An international hunt to find a stolen portrait by Lucian Freud of his fellow artist Francis Bacon begins today, backed by a giant poster campaign and £100,000 reward.

The aim is to recover the work – only the size of a large postcard but worth at least £1.2m – in time for a retrospective of Freud's work at the Tate Britain gallery in London next year, when the artist is 80.

"Would the person who holds the painting kindly consider allowing me to show it in my exhibition next June?" Freud requested in a statement yesterday.

Nothing has been heard of the painting since it was stolen from a British Council exhibition in Berlin in 1988. Andrea Rose, the council's director of visual arts, described the theft as "the worst moment of my professional career".

Freud designed the "wanted" poster, and 2,500 copies of it will be splashed across Berlin from today. Although the work could be anywhere, Ms Rose said it might still be in the country. A statute of limitations in Germany means no one can be prosecuted for a crime after 12 years.

A private donor has offered a reward of up to £100,000 for information leading to the return of the painting, which had been borrowed from the Tate.

William Feaver, Freud's biographer and the curator of next year's show, said it was the most important small portrait of the 20th century and one of the three crucial paintings of Freud's early career.

It was painted in 1952 and bought by the Tate the same year. It was the only portrait Freud painted of Bacon, who had been his friend since 1944. "It's an extraordinary painting, one of the 20th century icons," Mr Feaver said.

Ms Rose said it was uncommon when paintings disappeared to advertise the fact because they frequently reappeared within two or three years.

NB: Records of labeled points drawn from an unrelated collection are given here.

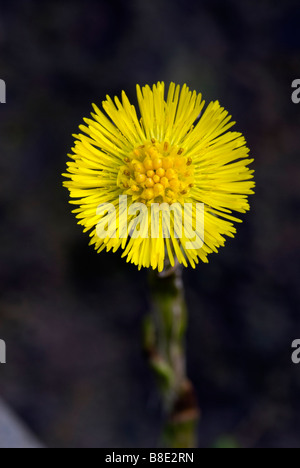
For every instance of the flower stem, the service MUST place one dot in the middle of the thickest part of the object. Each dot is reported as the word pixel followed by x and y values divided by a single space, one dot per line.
pixel 164 334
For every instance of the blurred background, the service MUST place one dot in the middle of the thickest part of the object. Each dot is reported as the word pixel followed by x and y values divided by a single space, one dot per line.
pixel 71 318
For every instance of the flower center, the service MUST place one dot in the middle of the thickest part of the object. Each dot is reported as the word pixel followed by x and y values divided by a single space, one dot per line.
pixel 157 173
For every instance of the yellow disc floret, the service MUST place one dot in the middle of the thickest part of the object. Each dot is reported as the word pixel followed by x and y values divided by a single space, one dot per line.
pixel 158 173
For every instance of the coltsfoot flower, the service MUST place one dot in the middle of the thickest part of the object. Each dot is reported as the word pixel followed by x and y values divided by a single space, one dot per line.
pixel 175 153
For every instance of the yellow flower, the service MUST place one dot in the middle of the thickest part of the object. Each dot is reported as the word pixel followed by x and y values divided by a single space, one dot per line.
pixel 174 154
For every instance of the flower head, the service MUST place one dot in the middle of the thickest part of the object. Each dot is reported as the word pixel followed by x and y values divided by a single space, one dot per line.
pixel 175 154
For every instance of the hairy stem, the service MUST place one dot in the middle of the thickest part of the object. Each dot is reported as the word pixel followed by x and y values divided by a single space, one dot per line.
pixel 165 332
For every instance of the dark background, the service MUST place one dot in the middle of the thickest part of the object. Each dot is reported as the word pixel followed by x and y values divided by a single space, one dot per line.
pixel 71 318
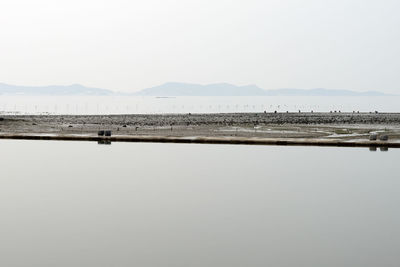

This case was unusual in that there had been no word since the theft.

The retrospective was the spur to see whether publicity could now help. "It is an Anglo-German collaboration to recover for the nation a major picture of international significance," she said.

The British Council is indemnified by the Government when it borrows works for foreign tours, but no insurance claim has been made to the Treasury because no comparable work with which the Tate could replace it has come on the market.